# how to get bait out for shark fishing(pb)



## doctorg28

Tried shark fishing 3 times on pensacola beach and every time my bait has been caught by the current and drifted way off. Also cant find a way to get the bait out far enough. Any suggestions?


----------



## GoVols

I do not kayak out my bait, but I do use a 3 oz pyramid sinker and wade out as far as possible at night and cast. I try to locate a spot in the surf where the 1st sand bar comes close to the beach. This allows me to cast in the "gut" between the shore and the sand bar without having to wade out very far. When I was down in May I fished a spot where I could get a cast in the gut without leaving the beach. We got several small sharks in the 10-30 lb range with one 40lb...lots of fun and pretty easy. Make sure you catch some ladyfish!


----------



## doctorg28

ive been using mullet for bait. that'll work right?


----------



## keperry1182

KAYAK KAYAK KAYAK and a buddy one holds the rig on the beach and the other paddles it out. I have a future beach 144 for sale 300 dollars if you're interested. It's not top of the line but it is a really nice kayak, way better than anything else in that price range, the most stable kayak i've been in. That's the best way i know of, and the safest. Shouldn't be shark fishin without a buddy anyway if you can help it! I'll sell it with all the fixins, life jacket, paddle, rod holders installed including a front mounted one


----------



## keperry1182

as far as bait goes, i use spanish makerel. Ladyfish is my second option both can be caught easie peasie trollin a gotcha right of the beach. but anything that bleeds will work eventually i think!


----------



## J.Sharit

If your fishing for big sharks it's almost impossible without a canoe or yak.
You can float your bait in a box if the wind is right. But most wind this time of year is out of the south. So floating a bait in the gulf is not an option 
although it will work in the bay this time of year.


----------



## doctorg28

thanks, i use a senator with 80lb mono. im thinking bout putting lighter line so i can take it out farther. is that a smart move or should i stay with the heavy line


----------



## keperry1182

Go to braid, with a mono or floro topshot. Capacity and strenght


----------



## Bump_N_Twitch

keep the mono imo. what size senator you got? even if its a 4/0 itll hold 3-400 yards of 80lb mono. and kayak for the bait


----------



## eddiem84

Definitely need a kayak, canoe, surfboard, something....

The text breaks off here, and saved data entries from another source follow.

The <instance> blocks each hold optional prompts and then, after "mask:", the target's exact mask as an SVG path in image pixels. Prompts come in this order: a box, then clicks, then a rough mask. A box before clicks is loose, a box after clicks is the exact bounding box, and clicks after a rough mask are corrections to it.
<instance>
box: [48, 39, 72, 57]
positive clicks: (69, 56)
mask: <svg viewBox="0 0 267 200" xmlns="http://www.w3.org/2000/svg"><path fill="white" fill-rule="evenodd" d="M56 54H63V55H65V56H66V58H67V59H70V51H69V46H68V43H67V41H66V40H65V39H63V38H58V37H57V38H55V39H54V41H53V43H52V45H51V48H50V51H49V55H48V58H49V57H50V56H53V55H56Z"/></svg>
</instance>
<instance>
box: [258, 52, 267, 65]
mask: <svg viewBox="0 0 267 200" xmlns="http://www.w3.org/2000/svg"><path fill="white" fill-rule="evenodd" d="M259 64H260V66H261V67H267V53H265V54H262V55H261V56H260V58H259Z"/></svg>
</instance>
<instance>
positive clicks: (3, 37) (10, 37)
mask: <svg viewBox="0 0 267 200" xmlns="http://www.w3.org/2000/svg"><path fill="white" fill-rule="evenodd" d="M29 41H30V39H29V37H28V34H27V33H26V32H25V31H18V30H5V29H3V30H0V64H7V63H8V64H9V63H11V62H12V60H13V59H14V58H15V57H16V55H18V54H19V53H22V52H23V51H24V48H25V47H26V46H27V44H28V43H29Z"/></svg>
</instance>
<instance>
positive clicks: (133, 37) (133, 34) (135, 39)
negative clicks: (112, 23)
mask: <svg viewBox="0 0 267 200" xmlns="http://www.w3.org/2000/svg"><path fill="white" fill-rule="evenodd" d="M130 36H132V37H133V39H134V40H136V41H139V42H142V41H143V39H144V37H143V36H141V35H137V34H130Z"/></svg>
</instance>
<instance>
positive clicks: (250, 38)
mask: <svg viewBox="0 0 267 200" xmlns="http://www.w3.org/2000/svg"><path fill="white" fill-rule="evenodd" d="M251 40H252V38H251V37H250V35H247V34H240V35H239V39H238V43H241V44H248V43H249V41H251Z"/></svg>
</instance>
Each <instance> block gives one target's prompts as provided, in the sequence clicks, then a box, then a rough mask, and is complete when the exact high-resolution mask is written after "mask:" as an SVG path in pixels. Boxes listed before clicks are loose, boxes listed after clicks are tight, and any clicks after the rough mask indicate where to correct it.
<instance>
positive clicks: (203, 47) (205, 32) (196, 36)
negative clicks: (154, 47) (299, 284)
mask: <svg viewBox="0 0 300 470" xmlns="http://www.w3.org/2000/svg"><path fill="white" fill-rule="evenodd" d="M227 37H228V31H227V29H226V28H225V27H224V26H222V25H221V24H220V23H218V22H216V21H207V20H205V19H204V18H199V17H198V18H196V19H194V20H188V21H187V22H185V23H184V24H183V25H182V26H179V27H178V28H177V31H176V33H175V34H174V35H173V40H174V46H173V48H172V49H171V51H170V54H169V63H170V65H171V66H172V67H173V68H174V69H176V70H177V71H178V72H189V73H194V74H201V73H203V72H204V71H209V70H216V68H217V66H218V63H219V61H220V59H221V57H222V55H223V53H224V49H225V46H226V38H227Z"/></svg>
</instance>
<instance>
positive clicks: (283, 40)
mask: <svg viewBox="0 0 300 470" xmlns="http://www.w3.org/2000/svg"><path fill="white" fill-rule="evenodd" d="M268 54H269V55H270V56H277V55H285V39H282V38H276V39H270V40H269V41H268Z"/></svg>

I would switch to braid to increase your line capacity if you are serious about it and want to catch some big sharks.

Mullet is a great bait for anything and everything, but I agree with the above poster, spanish mackeral and/or ladyfish would be better.


----------



## Bump_N_Twitch

if u can catch a stingray theyre the best bait. cut the wings off and make slices down its back right before you take it out.


----------



## John-1987

this is just an idea but has anyone tried making a pneumatic "potato gun" to get bait out? It seems like it would work if you use low pressure and your line doesn't snag


----------



## Bump_N_Twitch

you would have to pull out all your line and coil it up or youd get like 30 yards lol


----------



## CallMeQuig

I think you will find one thing in common with the replies... KAYAK! We usually get fresh mulet from Joe Patties and have no problem bringing in 6'+ catches.


----------



## CCC

And don't forget the sound, no surf to fight and there are some BIG @ss sharks in it. west of Bob Sikes bridge accross from chicken bone beach will get you some big boys !


----------



## devinsdad

True Dat CCC! Me and CallMeQuig have had at least 2-3 hookups there that were pretty large. The last one almost spooled my 6/0 with 80lb mono. Never could really even slow him down.
Damn pilings marking the new reef finally got the best of me. ;o(


----------



## doctorg28

Thanx everyone. Went out a couple nights ago and caught me a good 5foot spinner.


----------



## bleachcola

Bump_N_Twitch said:


> what size senator you got?


This is important. 80lb test is overkill for the smaller Senators. I wouldn't start spooling with 80lb until you get up to a 12/0. You're better off spooling with 50lb mono and getting the extra capacity out of it. If you want to use a line rated for 80lb then you need to go with braid on the 6/0 and 9/0. And if you're spooling a 4/0 with 80lb then that's just crazy.


----------



## Bump_N_Twitch

i got 80 on my 4/0 cuz it was on sale. 19 bucks for 1000yds of Ande. i cant roll out 50 bucks for braid


----------